I was a little taken aback because it was a question from left field. She explained that she had often brought friends to hear me but I had never mentioned eternal punishment. We discussed the issue for a while.
Firstly, I explained that when I visit her church I am always given a passage or a subject to speak on and I’m not aware that any of those passages or subjects considered the issue of hell. Furthermore, I am unwilling to shoehorn in a subject that the text doesn’t consider, nor would I issue some form of an ‘altar-call’ just for the sake of it.
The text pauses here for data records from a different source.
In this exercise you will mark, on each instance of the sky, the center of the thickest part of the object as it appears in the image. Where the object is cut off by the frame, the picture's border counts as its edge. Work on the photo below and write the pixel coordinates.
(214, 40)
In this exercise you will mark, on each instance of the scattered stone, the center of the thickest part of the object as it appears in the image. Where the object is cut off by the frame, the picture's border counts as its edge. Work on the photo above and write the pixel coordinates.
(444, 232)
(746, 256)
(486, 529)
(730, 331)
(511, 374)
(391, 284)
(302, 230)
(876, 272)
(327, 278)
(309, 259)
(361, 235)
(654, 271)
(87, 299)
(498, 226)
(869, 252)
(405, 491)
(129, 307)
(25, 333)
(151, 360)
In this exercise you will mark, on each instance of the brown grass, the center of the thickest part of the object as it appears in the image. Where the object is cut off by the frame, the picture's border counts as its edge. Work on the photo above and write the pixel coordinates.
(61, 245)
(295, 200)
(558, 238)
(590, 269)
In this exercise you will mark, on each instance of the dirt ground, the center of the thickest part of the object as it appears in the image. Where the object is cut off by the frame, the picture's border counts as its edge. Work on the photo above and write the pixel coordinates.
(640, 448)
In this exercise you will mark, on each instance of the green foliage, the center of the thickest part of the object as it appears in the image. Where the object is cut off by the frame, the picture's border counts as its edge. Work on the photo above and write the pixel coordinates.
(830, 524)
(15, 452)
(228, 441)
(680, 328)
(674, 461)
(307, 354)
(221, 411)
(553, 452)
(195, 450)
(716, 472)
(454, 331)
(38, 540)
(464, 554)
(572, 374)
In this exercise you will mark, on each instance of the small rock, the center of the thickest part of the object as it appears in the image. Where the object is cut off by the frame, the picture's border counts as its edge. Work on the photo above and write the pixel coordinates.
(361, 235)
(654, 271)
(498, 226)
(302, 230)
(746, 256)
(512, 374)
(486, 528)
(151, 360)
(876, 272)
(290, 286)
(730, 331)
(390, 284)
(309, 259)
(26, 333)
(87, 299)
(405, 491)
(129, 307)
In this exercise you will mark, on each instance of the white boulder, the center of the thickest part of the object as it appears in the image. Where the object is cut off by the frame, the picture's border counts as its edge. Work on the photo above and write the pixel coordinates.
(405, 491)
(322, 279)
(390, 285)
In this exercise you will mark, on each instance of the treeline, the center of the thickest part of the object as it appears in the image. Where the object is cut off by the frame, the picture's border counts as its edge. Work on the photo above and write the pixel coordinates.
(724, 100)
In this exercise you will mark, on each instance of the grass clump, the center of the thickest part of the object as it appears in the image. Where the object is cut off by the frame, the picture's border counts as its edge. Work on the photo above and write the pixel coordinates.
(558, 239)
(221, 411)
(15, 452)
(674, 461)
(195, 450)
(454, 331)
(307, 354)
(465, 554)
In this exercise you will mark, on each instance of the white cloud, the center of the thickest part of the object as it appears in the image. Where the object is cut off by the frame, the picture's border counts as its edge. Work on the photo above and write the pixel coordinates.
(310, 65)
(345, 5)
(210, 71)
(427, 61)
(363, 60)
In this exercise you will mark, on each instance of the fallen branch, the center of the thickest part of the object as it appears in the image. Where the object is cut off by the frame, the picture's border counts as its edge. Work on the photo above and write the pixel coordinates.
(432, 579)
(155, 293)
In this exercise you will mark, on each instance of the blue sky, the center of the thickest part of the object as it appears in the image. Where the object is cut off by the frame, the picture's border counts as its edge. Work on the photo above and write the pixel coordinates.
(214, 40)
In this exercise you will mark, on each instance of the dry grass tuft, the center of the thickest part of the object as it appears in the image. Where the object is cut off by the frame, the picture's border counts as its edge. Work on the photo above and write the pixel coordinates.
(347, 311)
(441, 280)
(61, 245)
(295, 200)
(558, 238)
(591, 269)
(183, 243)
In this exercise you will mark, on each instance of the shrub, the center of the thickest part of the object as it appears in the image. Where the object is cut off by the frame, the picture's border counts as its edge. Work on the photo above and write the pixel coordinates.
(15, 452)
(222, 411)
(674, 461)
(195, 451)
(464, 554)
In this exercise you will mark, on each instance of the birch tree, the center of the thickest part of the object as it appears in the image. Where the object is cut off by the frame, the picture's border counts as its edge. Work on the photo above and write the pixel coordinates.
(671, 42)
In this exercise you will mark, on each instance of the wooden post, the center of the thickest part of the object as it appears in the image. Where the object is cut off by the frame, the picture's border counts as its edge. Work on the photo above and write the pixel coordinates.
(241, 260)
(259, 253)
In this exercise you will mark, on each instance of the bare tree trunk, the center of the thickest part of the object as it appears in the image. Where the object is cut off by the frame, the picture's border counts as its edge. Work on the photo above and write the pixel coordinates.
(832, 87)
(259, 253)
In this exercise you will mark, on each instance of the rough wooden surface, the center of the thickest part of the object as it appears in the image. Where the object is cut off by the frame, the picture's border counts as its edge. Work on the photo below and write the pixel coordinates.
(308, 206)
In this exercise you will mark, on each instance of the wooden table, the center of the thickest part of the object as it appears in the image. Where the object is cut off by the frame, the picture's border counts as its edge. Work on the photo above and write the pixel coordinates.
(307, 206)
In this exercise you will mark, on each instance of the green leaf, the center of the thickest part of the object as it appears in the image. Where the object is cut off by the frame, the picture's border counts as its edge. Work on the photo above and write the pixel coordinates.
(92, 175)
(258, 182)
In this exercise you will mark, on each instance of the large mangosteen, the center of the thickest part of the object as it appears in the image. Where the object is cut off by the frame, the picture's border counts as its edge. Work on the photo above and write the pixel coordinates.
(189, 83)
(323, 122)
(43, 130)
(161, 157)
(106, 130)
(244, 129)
But as the conversation developed, I realised that I tend not to think of the gospel as a means to avoid hell or eternal damnation, at least not as its primary purpose. My starting point in any conversation with those who may be skeptical about Christian faith is not the cross, but creation and incarnation.
We are formed in the image of God, and Jesus coming in flesh describes to us what that image is. We function better as human beings if we learn the habit of loving enemies, extending hospitality to the excluded and so on. Not only is it ultimately a healthier way of living for me as an individual, it also makes for a healthier social order if we can all do this towards one another.
The reverse side is that if I refuse to do this, and my neighbour also refuses, I begin living in hell now. It’s not something that is postponed to ‘the end’.
Where John 3:16 is concerned I guess I land on the earlier clauses of the verse: ‘God so LOVED the world, that he gave his son’. The incarnation is a form of anointing of the created order and human existence. God blesses his creation by participation in it. This is far from the idea that this world is to be shrugged off like an old garment as soon as possible.
It strikes me that many Christians, perhaps like this young woman, are living with a very defensive stance towards the world. Avoid the world’s music and literature, create our own; abstain from the world’s activities, and establish a viable, private sub-culture. Grow our own language, styles of dress, lest we are infected by the world’s virus.
Rather than live out Gospel life in the context of the world. Enjoy it’s blessings, live in such light as it provides whilst being conscious of it’s darkness. Embrace the world as Jesus himself did when he was enfleshed in it’s atmosphere.